Le Css souffre d’un déficit de légitimité parce que les représentants du secteur ouvrier ne font que défendre les intérêts d’un groupuscule au détriment de ceux de toutes les ouvrières et de tous les ouvrières, souligne l’ancien représentant du secteur ouvrier au sein dudit Conseil.

Il s’en prend aux représentants des syndicats qui négocient, dit-il, en coulisse avec l’État et le secteur patronal pour fixer le salaire minimum.

Cette posture ne fait que fragiliser la lutte ouvrière ainsi que la vie de ces travailleurs, eu égard à l’inflation croissante, met-il en garde.

Le taux d’inflation dépasse les 13 % au cours de l’année 2018.

Malgré les nombreuses manifestations des ouvrières et ouvriers, l’année dernière, ils/elles n’ont obtenu qu’une augmentation de 15 gourdes du salaire minimum, avec seulement des promesses d’accompagnements sociaux, regrette St-Cyr.

À la fin du mois de juillet 2017, le salaire minimum journalier a été fixé 350.00 gourdes au lieu des 800.00 réclamées par les syndicats à l’époque.

Des ouvrières et d’ouvriers de la sous-traitance continuent de défiler dans les rues de la capitale Port-au-Prince pour réclamer, de préférence, une augmentation du salaire minimum à 800 gourdes.

La Centrale autonome des travailleurs haïtiens annonce une grève au niveau du parc industriel de Caracol (Nord-Est), le 21 juin 2018.

Cette grève viserait non seulement à exiger la suspension du prélèvement impôts/revenus sur le salaire des ouvriers et ouvrières, mais aussi un transport convenable pour ces derniers.

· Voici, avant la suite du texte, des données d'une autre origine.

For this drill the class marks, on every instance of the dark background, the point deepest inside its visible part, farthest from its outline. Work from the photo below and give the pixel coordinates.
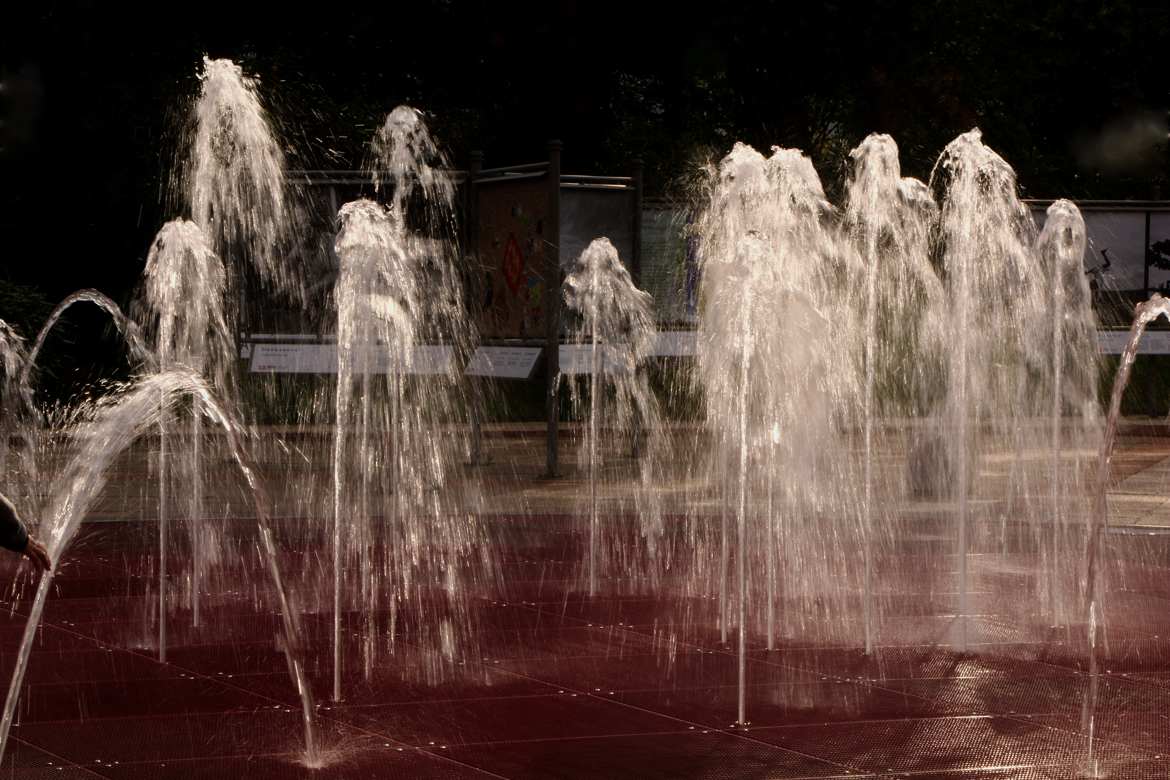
(1072, 94)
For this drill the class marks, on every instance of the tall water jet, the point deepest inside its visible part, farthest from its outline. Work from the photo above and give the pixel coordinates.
(183, 304)
(997, 310)
(889, 221)
(103, 432)
(1073, 374)
(616, 322)
(769, 361)
(1144, 313)
(400, 330)
(231, 181)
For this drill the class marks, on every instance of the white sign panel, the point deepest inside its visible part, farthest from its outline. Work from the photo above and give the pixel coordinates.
(322, 359)
(1153, 342)
(676, 344)
(503, 361)
(578, 359)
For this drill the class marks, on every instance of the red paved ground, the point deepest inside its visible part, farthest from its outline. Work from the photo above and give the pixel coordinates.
(576, 688)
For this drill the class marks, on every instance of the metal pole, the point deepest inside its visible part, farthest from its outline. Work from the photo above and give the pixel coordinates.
(635, 259)
(472, 250)
(552, 303)
(1146, 255)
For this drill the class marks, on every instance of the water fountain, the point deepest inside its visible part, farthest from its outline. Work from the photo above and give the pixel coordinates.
(1099, 520)
(104, 430)
(986, 236)
(828, 338)
(775, 374)
(183, 302)
(401, 326)
(616, 323)
(889, 220)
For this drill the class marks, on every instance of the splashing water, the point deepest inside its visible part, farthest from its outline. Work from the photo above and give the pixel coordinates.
(988, 235)
(770, 361)
(888, 220)
(400, 329)
(183, 304)
(616, 321)
(1073, 377)
(232, 179)
(131, 333)
(104, 432)
(16, 407)
(1146, 312)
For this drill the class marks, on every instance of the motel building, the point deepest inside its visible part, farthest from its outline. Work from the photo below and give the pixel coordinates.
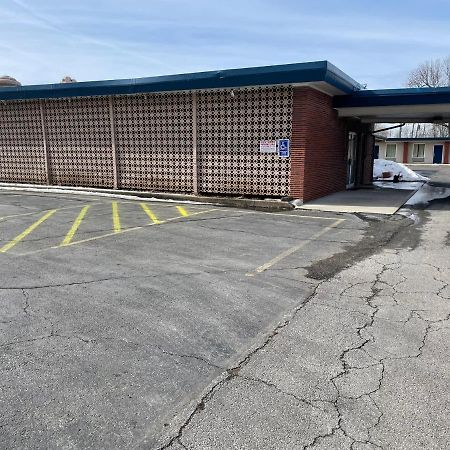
(298, 131)
(414, 150)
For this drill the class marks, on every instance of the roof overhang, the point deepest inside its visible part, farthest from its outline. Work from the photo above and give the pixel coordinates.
(321, 75)
(397, 105)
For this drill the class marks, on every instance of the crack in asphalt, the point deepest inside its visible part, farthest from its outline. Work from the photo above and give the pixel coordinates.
(233, 372)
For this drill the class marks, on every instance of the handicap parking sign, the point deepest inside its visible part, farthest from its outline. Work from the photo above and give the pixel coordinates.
(283, 148)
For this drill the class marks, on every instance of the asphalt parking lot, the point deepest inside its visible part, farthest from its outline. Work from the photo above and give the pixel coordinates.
(117, 314)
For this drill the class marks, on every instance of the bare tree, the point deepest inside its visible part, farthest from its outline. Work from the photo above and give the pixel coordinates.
(432, 74)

Les lundi 11 et mardi 12 juin 2018, des agents de la Police nationale d’Haïti (Pnh) ont dispersé à coups de gaz lacrymogène des manifestations ouvrières initiées devant les locaux de la Société nationale des parcs industriels (Sonapi).

Des brutalités policières subies par les protestataires ont contraint les organisateurs à annuler les deux autres journées de mobilisations prévues les mercredi 13 et jeudi 14 juin 2018.